In summary, it is rather an ambiguous question to choose the technology to build our data scientist careers, without a context. The decision needs to be based on the background, industry domain and prospects. The technologies will continue to evolve, as they must to meet the demands that the growth and complexity of data that humans are generating. The important point to note is that all listed technologies are being widely used in the industry, and have a huge potential.
One extremely simplified way to help think is, Python for programmers, R for Statisticians & Mathematicians and other software folks, who want to pursue a programming based tool to perform data analysis. SAS for folks who are in the domain of pharma, healthcare, insurance, finance. All functional roles under the sun that deal with data, learning advanced techniques of excel is a clear virtue.
Remember, simplification is not always accurate, but helpful.
The Evolution of the Analysts Role in Data Science
The evolution of the data in businesses has meant that there have been a variety of roles; functional and technology-based; that organizations need in order to harness the data for their businesses.
The organizations needed domain experts who can understand their business, involved in identifying problems, needs, and opportunities for improvement at all levels of an organization. This led to the positions of Business Analyst whose role is business and function-centric.
With data becoming the new natural resource that needs to be mined, the evolution of the analyst roles created a new floodgates to a new set of skills called the data analysts. The key difference to note is that this role data-driven.
The journey to becoming a Data Scientist – This is where the marriage of all the above roles becomes a possibility. In 2010, Drew Conway, a social- behavioral problem solver, curated a venn diagram that has become one of the most used visual to demonstrate the competencies that different roles bring together to make a competent Data Scientist.
This diagram was an outcome from O’Reilly hosted discussion on skills needed for data career, and many years later, with the data roles becoming a lot more common across different organizations, the competencies can provide an excellent reference skill-set. Let me summarize them:
a.) The data hacker – is the person who is skilled at gathering, collecting, cleaning data, applying and building algorithms.
b.) The statistician – even through the data-centric roles are no more confined to the fields of statisticians, the data analyst is expected to acquire a reasonable to strong knowledge of the statistical models, and application of it, be able to train the machine learning models and improve them.
c.) The domain expert – the skill that comes from deep insight of the industry, such that the domain data can be curated and then the leading questions should help build the questions that enable to discover next actions in the business.

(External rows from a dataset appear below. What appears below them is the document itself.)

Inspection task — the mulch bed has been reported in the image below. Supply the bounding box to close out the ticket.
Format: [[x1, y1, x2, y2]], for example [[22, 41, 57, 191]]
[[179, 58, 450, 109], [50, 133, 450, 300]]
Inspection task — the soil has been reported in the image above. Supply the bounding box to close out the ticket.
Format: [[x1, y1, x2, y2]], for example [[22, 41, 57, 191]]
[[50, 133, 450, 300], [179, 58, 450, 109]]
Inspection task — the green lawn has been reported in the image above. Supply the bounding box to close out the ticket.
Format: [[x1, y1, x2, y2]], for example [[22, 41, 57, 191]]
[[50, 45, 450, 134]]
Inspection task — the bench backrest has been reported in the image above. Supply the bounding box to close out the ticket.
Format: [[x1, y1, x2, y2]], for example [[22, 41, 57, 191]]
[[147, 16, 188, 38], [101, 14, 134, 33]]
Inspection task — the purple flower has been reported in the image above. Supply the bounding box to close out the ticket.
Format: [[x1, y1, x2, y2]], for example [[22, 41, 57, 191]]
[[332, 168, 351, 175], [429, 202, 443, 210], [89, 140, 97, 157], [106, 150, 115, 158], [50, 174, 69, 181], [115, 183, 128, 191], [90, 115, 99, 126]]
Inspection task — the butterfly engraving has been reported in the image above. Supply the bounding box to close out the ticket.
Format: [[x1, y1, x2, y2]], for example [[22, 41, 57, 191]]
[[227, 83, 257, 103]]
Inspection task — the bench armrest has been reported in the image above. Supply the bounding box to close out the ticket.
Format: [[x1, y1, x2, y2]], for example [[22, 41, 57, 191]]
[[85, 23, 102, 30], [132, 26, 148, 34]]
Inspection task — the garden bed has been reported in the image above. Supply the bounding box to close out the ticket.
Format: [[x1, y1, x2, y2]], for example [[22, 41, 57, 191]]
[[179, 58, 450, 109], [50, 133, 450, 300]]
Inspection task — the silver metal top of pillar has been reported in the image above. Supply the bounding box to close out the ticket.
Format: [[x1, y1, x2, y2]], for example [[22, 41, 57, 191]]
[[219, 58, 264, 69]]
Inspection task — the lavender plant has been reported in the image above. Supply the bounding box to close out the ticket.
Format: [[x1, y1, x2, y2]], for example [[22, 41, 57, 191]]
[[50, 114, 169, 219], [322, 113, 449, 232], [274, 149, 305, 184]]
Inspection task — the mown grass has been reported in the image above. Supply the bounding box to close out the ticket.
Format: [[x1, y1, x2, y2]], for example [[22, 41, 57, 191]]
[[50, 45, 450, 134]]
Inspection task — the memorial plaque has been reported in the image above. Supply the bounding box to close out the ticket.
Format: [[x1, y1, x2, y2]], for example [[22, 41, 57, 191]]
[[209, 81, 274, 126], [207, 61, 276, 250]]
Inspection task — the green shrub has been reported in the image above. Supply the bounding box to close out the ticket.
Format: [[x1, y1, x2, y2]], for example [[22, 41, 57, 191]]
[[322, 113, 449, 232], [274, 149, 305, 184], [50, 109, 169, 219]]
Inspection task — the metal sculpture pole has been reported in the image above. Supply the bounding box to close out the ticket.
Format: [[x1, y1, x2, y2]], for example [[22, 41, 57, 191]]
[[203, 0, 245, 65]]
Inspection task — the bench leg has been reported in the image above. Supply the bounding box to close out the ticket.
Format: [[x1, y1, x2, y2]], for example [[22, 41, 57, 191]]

Data is the new ‘Gold or Oil’, and it is imperative that all the different business functions are able to access and discover data, understand and interpret it, apply statistical modeling and fine tune the method to gain the right level of insight and enable a truth based decision making. The industry is ready, and with acquiring the right level of skills, in statistics and armed with the right programming tool or advanced spreadsheet and visualization, one can mine the gold and make a fine outcome of it, impacting their domain and industry.